Applied AI
Customers

How Genentech extracted information for clinical trial analytics with Snorkel Flow

February 26, 2022
3 min read

Genentech, a global biotech leader and member of the Roche Group, leveraged Snorkel Flow to extract critical information from lengthy clinical trial protocol (CTP) pdf documents. They built AI applications that used NER, entity linking, text extraction, and classification models to determine inclusion/ exclusion criteria and to analyze Schedules of Assessments. Genentech’s team achieved 95-99% model accuracy by using Snorkel Flow.

Unlocking the value of clinical trial protocol data

Scientists at Genentech and other life sciences companies write and perform thousands of Clinical Trial Protocols (CTPs) every year. These CTPs are complex documents that describe the plan for a clinical trial, including the objectives, the methodologies, and the population for the trial. There’s a lot of useful information in these CTPs that study design teams can reuse to reduce trial times and costs, increase recruitment of diverse patient populations and reduce the dropout rate of patients in a trial. If study teams have access to this data, their net outcome is a reduction in cost for drug development.
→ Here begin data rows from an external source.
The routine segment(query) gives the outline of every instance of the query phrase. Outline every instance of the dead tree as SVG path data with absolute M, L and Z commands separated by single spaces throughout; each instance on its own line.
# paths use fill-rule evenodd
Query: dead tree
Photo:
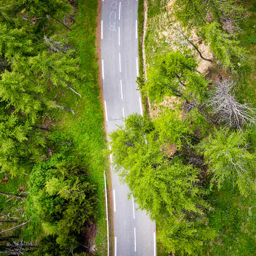
M 28 251 L 32 251 L 36 249 L 36 245 L 32 243 L 20 240 L 19 241 L 14 241 L 8 242 L 6 245 L 3 245 L 0 246 L 1 253 L 2 255 L 22 255 L 27 254 Z
M 255 109 L 236 100 L 234 84 L 231 79 L 216 82 L 215 89 L 211 93 L 208 105 L 212 108 L 218 122 L 240 129 L 243 125 L 255 123 Z

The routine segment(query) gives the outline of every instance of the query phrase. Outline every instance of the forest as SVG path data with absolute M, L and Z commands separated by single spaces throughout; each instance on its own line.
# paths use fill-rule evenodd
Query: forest
M 139 0 L 144 115 L 110 134 L 95 0 L 0 0 L 0 254 L 106 254 L 108 154 L 158 255 L 252 255 L 252 0 Z
M 105 254 L 97 8 L 0 1 L 1 255 Z
M 144 114 L 112 133 L 111 153 L 158 255 L 255 253 L 255 8 L 139 1 Z

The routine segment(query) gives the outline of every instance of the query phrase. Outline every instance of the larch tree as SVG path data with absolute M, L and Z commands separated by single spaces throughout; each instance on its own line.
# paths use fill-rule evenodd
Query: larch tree
M 154 127 L 147 118 L 135 114 L 125 122 L 125 127 L 110 135 L 112 159 L 119 176 L 139 207 L 163 224 L 159 237 L 167 250 L 198 253 L 203 241 L 215 236 L 205 225 L 209 205 L 203 198 L 205 191 L 197 185 L 199 171 L 184 164 L 181 158 L 164 153 L 158 142 L 162 126 Z
M 241 131 L 215 129 L 197 147 L 204 155 L 212 174 L 212 185 L 219 189 L 224 183 L 237 186 L 242 195 L 246 196 L 255 190 L 254 174 L 255 158 L 246 149 L 246 135 Z

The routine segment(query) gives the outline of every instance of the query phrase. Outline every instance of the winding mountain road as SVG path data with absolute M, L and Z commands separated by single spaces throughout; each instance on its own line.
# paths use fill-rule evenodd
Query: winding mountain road
M 101 69 L 107 133 L 123 125 L 133 113 L 142 114 L 137 90 L 139 75 L 138 1 L 102 0 Z M 111 156 L 110 156 L 111 160 Z M 155 224 L 137 209 L 129 189 L 112 171 L 115 256 L 156 256 Z

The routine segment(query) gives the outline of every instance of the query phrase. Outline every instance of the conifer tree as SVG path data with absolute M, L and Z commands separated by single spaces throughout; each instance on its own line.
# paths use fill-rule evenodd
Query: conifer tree
M 220 189 L 225 183 L 233 183 L 245 196 L 255 189 L 255 156 L 246 150 L 246 135 L 242 131 L 215 129 L 197 150 L 212 174 L 212 185 L 216 184 Z

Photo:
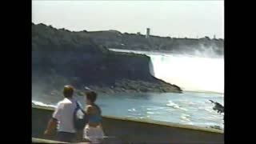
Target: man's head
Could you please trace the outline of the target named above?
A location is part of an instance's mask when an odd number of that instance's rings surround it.
[[[74,93],[74,88],[71,86],[66,85],[64,86],[63,95],[65,98],[72,98],[73,93]]]

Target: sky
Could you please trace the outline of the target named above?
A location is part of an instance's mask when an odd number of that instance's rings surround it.
[[[115,30],[171,38],[224,38],[224,1],[33,0],[32,22],[72,31]]]

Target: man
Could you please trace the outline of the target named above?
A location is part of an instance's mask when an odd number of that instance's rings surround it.
[[[67,142],[75,142],[76,130],[74,127],[73,114],[77,106],[76,101],[73,98],[73,93],[74,89],[71,86],[64,86],[65,98],[58,103],[44,133],[46,135],[50,135],[58,124],[58,140]]]

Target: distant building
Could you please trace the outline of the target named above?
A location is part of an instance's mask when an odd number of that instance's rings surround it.
[[[146,28],[146,38],[150,38],[150,28]]]

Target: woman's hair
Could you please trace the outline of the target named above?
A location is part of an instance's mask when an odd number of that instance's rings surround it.
[[[63,89],[63,95],[65,98],[71,98],[73,96],[74,88],[71,86],[66,85]]]
[[[89,99],[91,102],[94,103],[97,99],[97,94],[93,90],[89,90],[86,92],[86,98]]]

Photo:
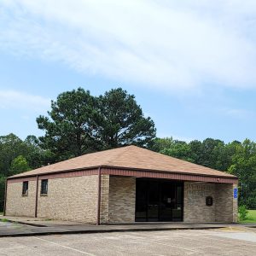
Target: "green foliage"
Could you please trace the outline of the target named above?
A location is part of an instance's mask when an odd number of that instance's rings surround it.
[[[239,204],[256,209],[256,143],[246,139],[225,144],[207,138],[185,143],[155,138],[150,148],[198,165],[227,172],[239,178]]]
[[[3,211],[5,177],[0,174],[0,212]]]
[[[0,137],[0,212],[3,209],[5,178],[9,176],[55,162],[49,150],[40,148],[34,136],[25,141],[10,133]]]
[[[53,152],[58,160],[65,160],[94,151],[96,102],[82,88],[60,94],[51,102],[49,117],[37,119],[38,128],[45,131],[39,137],[42,147]]]
[[[245,205],[241,205],[238,207],[239,220],[243,221],[247,218],[248,211]]]
[[[155,137],[153,120],[121,88],[99,97],[82,88],[63,92],[48,113],[37,119],[45,131],[39,139],[58,160],[130,144],[146,147]]]
[[[97,139],[102,148],[131,144],[147,147],[155,137],[153,120],[143,116],[135,96],[126,90],[118,88],[107,91],[97,98]]]

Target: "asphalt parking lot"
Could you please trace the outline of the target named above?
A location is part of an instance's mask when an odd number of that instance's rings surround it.
[[[255,255],[256,230],[219,229],[0,238],[0,255]]]

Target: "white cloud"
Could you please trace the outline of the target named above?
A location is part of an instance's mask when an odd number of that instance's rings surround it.
[[[40,96],[30,95],[16,90],[0,90],[0,108],[45,110],[50,100]]]
[[[256,86],[254,1],[10,0],[1,5],[0,49],[16,55],[172,92]]]
[[[254,113],[241,108],[224,108],[221,111],[224,115],[234,119],[254,119]]]

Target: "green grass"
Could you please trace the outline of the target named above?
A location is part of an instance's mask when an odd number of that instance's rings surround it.
[[[247,219],[241,223],[255,223],[256,224],[256,210],[248,210]]]

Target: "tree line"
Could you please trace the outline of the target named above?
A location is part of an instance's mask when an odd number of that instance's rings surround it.
[[[121,88],[93,96],[82,88],[60,94],[46,116],[37,119],[44,131],[21,140],[0,137],[0,211],[5,177],[87,153],[137,145],[238,176],[239,203],[256,208],[256,144],[207,138],[190,143],[156,137],[135,96]],[[2,209],[1,209],[2,208]]]

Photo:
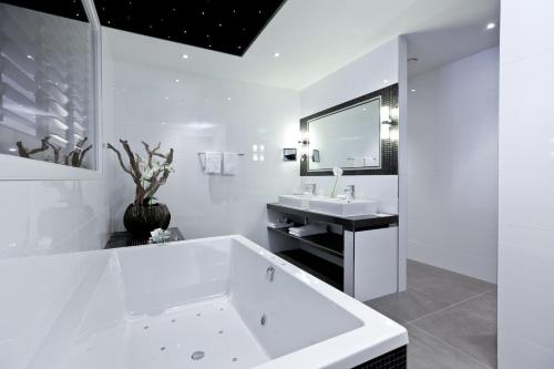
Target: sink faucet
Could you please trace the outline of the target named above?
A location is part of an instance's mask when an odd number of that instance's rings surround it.
[[[356,196],[355,185],[347,185],[345,188],[345,193],[347,194],[347,199],[353,199]]]
[[[305,183],[304,184],[304,193],[308,193],[308,194],[316,196],[317,195],[317,185],[315,183]]]

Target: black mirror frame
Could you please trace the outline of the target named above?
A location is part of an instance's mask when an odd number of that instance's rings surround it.
[[[381,90],[377,90],[362,96],[343,102],[336,106],[326,109],[318,113],[300,119],[300,132],[302,136],[308,134],[308,122],[321,115],[328,115],[336,111],[343,110],[351,105],[359,104],[366,100],[381,96],[381,105],[388,105],[390,110],[398,111],[398,83],[391,84]],[[382,123],[381,123],[382,124]],[[392,117],[390,131],[398,132],[398,117]],[[398,134],[397,134],[398,137]],[[308,143],[309,144],[309,143]],[[310,155],[305,155],[300,160],[300,176],[332,176],[332,168],[325,171],[309,171]],[[381,137],[381,167],[380,168],[343,168],[342,175],[397,175],[398,174],[398,140]]]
Clinical Trial Protocol (CTP) pdf documents

Genentech replaced months of manual data labeling using Snorkel Flow

Genentech started by using Snorkel Flow to build an AI application to extract 21 CMS Chronic Condition Entities from internal and external clinical trial protocols. Their application consisted of a named entity recognition NER model, an entity linking model, and a rules-based relationship extractor. Genentech leveraged programmatic labeling and a data-centric AI development approach to yield accurate inclusion-exclusion criteria that clinical scientists and study design teams used for analysis and data-informed protocol design.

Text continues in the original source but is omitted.